Evan Conaway

Evan Conaway is a fourth year PhD student in the Department of Anthropology. After getting his BA in Anthropology from the University of Georgia, Evan came to the University of California, Irvine to study gaming cultures. His dissertation work explores how the servers that run online games serve as sites of memory and culture, as new kinds of places of the digital age. This work addresses how online gamers are using servers to preserve, memorialize, and restore virtual worlds and online games, and how servers matter to gamers both as social places and in geopolitical places. He is specifically interested in understanding how virtual space is maintained and reproduced, often through illicit or unauthorized means, in relation to the material technologies that create it, and he seeks to identify the politics embedded in present-day efforts to engage with the pasts of virtual worlds.

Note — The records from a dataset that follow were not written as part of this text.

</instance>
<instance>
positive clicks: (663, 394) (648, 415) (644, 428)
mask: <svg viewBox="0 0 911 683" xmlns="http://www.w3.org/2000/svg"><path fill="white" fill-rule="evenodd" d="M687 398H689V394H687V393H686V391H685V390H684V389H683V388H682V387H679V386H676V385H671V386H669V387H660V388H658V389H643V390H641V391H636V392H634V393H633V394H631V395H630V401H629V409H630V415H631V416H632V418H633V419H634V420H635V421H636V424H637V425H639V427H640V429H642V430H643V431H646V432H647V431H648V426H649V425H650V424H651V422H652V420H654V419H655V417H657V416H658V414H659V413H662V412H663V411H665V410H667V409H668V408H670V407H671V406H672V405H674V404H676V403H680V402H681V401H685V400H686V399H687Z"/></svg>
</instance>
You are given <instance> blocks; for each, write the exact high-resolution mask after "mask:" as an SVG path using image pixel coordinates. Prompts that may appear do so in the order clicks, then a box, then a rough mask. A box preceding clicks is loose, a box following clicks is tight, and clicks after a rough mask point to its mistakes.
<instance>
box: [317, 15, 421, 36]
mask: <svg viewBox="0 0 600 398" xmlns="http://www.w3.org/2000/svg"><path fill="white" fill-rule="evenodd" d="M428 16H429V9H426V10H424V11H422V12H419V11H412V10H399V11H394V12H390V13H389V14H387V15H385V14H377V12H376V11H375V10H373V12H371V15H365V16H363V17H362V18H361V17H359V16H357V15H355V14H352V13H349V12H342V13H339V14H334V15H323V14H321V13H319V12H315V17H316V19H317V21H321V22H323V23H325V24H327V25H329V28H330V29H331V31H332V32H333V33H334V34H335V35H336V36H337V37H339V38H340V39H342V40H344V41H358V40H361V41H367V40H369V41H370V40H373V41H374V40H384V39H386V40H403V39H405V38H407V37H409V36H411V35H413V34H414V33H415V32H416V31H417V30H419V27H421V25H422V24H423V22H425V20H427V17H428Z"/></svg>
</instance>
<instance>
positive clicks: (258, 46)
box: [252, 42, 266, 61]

Read more: https://sites.google.com/a/uci.edu/econaway/
Email: econaway@uci.edu

Gaming Memoryscapes: Private Servers, Piracy, and Nostalgia

In light of recent changes to the massively multiplayer online role-playing game World of Warcraft (WoW), many players are choosing to connect to “private servers” that run older versions of the game. While these servers are typically located in non-US sites and exist outside of corporate data centers, the game code is still corporate property, constrained by intellectual property laws and End User License Agreements. WoW’s development company has begun to make use of rhetorical tactics to demonize private servers (e.g., referring to them as “pirate” servers), and have threatened users and maintainers with legal action. With nostalgia and obsolescence as driving forces and legal frameworks as looming threats, what values and ideologies emerge from everyday player discourse and practices on private servers? How might private servers reshape understandings of relations between intellectual property and geopolitical boundaries?